Chris Mooney, contributing editor at our sister publication Science Progress, has written an op-ed for the Washington Post that calmly lays out the many significant flaws in George F. Will’s recent global warming denial column. In “Climate Change Myths and Facts,” Mooney shows that Will’s errors are not simply “inferences,” as editorial page editor Fred Hiatt claimed, but deliberate lies about the science and the organizations cited in Will’s column. Mooney explains why we so greatly need journalism that “is constrained by standards of evidence, rigor and reproducibility”:
Congress will soon consider global-warming legislation, and the debate comes as contradictory claims about climate science abound.

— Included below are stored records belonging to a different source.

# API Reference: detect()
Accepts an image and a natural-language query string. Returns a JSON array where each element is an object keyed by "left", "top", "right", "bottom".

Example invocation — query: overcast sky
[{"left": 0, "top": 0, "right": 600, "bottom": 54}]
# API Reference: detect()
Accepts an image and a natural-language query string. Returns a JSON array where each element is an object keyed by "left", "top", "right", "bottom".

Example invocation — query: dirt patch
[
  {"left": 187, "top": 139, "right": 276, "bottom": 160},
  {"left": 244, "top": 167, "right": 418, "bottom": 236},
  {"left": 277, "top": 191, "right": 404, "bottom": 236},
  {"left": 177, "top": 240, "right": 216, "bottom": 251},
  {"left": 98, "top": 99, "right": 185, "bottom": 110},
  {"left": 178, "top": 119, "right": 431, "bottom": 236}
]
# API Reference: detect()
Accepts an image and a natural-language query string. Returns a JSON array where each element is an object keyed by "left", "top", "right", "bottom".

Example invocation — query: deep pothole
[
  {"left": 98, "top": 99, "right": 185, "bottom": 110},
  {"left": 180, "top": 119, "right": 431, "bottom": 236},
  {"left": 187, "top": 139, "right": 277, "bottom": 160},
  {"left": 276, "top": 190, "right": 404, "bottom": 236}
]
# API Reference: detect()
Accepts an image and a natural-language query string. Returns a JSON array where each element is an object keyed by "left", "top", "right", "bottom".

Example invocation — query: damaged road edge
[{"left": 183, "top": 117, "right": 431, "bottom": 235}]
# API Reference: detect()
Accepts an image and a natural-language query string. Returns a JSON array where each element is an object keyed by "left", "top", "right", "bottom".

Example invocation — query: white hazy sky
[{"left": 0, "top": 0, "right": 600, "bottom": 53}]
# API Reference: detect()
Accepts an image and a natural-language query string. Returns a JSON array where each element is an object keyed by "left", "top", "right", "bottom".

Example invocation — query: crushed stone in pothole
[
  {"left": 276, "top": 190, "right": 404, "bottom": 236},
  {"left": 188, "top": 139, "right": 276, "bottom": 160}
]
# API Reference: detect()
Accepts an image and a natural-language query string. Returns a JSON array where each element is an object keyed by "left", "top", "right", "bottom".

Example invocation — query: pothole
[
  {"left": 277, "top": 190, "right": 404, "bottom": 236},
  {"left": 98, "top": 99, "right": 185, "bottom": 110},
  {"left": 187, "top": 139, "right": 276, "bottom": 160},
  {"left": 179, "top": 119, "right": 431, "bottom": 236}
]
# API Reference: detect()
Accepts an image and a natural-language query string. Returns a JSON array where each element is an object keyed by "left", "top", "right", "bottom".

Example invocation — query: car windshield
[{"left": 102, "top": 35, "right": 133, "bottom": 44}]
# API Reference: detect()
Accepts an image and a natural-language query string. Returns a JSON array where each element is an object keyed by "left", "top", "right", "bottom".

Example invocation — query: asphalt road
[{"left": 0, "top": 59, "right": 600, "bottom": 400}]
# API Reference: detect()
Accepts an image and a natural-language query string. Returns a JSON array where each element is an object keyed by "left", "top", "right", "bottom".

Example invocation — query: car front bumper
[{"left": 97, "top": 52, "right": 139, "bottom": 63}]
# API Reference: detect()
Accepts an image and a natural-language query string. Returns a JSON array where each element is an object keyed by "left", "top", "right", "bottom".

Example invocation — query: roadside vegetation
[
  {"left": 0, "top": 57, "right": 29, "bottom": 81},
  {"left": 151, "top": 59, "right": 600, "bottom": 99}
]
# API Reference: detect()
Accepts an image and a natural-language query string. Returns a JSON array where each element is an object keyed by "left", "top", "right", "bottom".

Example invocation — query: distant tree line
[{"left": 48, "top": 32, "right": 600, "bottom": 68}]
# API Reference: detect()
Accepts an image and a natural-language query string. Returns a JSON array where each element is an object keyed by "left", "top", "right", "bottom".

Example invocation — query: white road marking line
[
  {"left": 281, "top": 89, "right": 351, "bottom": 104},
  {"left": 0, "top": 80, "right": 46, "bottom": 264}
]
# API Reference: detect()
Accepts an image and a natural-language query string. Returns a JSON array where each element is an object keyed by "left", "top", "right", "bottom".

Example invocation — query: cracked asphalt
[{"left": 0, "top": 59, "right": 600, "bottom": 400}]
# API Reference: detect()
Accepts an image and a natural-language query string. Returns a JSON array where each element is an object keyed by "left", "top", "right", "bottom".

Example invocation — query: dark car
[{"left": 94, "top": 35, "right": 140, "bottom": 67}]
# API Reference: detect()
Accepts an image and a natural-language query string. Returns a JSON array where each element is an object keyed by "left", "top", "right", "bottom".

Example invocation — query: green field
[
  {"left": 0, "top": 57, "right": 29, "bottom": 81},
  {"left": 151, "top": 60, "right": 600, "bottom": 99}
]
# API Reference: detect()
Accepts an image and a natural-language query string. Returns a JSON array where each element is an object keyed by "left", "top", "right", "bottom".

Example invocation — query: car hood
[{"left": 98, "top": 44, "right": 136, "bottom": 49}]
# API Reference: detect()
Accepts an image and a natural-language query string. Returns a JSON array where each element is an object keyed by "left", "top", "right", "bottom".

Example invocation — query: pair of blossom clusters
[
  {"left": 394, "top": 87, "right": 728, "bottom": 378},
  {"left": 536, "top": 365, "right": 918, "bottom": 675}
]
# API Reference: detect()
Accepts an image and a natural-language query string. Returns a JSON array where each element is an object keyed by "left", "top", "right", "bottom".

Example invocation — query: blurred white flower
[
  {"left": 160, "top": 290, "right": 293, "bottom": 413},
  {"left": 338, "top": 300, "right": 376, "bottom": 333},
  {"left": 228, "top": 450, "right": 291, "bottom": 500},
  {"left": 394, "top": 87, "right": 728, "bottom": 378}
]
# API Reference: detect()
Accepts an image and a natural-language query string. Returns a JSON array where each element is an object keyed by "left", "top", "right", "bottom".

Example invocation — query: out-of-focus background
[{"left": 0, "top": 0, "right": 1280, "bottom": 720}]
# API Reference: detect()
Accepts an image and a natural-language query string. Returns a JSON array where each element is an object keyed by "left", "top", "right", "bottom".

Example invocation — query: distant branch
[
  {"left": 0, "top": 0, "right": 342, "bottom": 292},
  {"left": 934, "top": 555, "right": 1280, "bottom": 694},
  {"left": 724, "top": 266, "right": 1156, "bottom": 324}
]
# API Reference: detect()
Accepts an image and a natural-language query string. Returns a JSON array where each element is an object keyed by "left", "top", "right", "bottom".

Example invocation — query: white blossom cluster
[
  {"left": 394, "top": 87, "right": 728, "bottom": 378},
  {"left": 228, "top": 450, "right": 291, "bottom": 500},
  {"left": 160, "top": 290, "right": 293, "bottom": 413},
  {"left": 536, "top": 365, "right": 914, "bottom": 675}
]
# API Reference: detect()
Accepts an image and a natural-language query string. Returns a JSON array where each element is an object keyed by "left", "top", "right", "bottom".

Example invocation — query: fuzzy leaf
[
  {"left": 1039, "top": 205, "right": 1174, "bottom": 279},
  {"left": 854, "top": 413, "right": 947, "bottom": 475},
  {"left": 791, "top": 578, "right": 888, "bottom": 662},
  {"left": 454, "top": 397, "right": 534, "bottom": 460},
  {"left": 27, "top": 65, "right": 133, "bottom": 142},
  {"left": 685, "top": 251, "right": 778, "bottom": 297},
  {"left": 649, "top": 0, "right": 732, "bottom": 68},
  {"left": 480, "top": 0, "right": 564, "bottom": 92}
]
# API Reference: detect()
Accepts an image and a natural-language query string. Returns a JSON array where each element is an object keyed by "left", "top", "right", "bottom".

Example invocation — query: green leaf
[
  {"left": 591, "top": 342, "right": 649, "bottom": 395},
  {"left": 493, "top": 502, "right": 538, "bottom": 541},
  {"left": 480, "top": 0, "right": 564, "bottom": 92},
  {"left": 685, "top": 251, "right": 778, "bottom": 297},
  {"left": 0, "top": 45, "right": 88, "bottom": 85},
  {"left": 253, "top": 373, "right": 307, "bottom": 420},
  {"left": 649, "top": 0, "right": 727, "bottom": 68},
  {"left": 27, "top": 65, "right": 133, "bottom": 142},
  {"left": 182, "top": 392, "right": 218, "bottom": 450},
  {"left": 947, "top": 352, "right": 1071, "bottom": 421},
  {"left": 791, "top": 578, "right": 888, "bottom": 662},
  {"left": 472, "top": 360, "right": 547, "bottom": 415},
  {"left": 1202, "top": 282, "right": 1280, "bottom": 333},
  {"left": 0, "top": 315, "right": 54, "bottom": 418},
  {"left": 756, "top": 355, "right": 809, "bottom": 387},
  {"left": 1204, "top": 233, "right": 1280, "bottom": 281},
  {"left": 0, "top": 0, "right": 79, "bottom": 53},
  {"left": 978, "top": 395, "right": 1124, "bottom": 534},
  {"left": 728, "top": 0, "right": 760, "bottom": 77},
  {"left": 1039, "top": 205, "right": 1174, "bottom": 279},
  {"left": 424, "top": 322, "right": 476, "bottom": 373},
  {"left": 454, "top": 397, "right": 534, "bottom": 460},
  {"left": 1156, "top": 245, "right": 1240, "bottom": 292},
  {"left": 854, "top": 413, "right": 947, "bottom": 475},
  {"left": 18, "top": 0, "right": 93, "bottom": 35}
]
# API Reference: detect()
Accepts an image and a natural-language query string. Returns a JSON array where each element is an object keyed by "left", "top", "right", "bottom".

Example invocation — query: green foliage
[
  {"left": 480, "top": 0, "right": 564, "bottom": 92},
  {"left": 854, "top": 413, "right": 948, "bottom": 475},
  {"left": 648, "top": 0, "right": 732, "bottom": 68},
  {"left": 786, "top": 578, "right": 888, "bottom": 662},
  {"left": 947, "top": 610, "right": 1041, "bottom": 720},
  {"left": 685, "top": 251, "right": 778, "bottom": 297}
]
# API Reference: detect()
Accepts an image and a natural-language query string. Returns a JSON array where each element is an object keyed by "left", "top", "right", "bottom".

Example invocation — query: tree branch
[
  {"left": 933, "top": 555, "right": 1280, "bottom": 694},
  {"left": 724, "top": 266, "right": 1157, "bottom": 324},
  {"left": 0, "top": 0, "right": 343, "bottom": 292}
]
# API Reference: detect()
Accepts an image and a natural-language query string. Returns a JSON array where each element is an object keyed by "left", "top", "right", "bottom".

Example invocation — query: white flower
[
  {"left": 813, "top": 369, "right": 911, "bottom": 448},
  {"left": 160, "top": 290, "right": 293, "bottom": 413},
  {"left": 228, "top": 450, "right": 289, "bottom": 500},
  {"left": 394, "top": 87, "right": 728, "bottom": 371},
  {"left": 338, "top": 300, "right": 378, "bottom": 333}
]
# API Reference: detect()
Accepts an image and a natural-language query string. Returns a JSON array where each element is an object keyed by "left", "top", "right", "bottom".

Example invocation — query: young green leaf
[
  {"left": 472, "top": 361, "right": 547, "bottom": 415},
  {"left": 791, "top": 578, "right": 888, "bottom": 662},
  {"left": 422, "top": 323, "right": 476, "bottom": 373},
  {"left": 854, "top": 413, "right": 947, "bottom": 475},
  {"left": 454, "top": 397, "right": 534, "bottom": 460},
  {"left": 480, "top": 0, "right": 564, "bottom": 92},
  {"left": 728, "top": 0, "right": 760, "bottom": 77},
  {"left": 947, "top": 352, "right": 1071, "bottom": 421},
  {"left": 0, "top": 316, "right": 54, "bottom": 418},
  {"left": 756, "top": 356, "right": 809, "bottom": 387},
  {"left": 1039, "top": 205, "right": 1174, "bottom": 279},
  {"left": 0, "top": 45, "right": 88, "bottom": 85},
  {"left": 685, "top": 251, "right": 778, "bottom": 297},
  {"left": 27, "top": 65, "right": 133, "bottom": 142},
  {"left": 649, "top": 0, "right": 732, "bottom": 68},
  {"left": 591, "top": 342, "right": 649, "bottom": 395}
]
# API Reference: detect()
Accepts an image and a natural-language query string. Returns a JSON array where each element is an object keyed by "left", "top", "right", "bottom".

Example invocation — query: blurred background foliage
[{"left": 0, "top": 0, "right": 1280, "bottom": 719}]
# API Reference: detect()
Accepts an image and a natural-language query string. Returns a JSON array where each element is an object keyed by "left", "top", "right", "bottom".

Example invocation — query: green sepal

Partisans of this issue often wield vastly different facts and sometimes seem to even live in different realities. In this context, finding common ground will be very difficult. Perhaps the only hope involves taking a stand for a breed of journalism and commentary that is not permitted to simply say anything; that is constrained by standards of evidence, rigor and reproducibility that are similar to the canons of modern science itself.
Mooney continues his column with explanations — and links to sources — of several of the errors in Will’s column, errors that fail to meet any standard of evidence, rigor, or reproucibility. He convincingly makes the case that whereas Will himself can say anything, the Washington Post and its army of factcheckers have no place publishing such tripe.
Update
At the Intersection, Chris Mooney notes that his column is “paired with a letter from the secretary general of the World Meteorological Organization, Michel Jarraud, further debunking Will“:
In combination, this is a pretty powerful riposte, to say the least.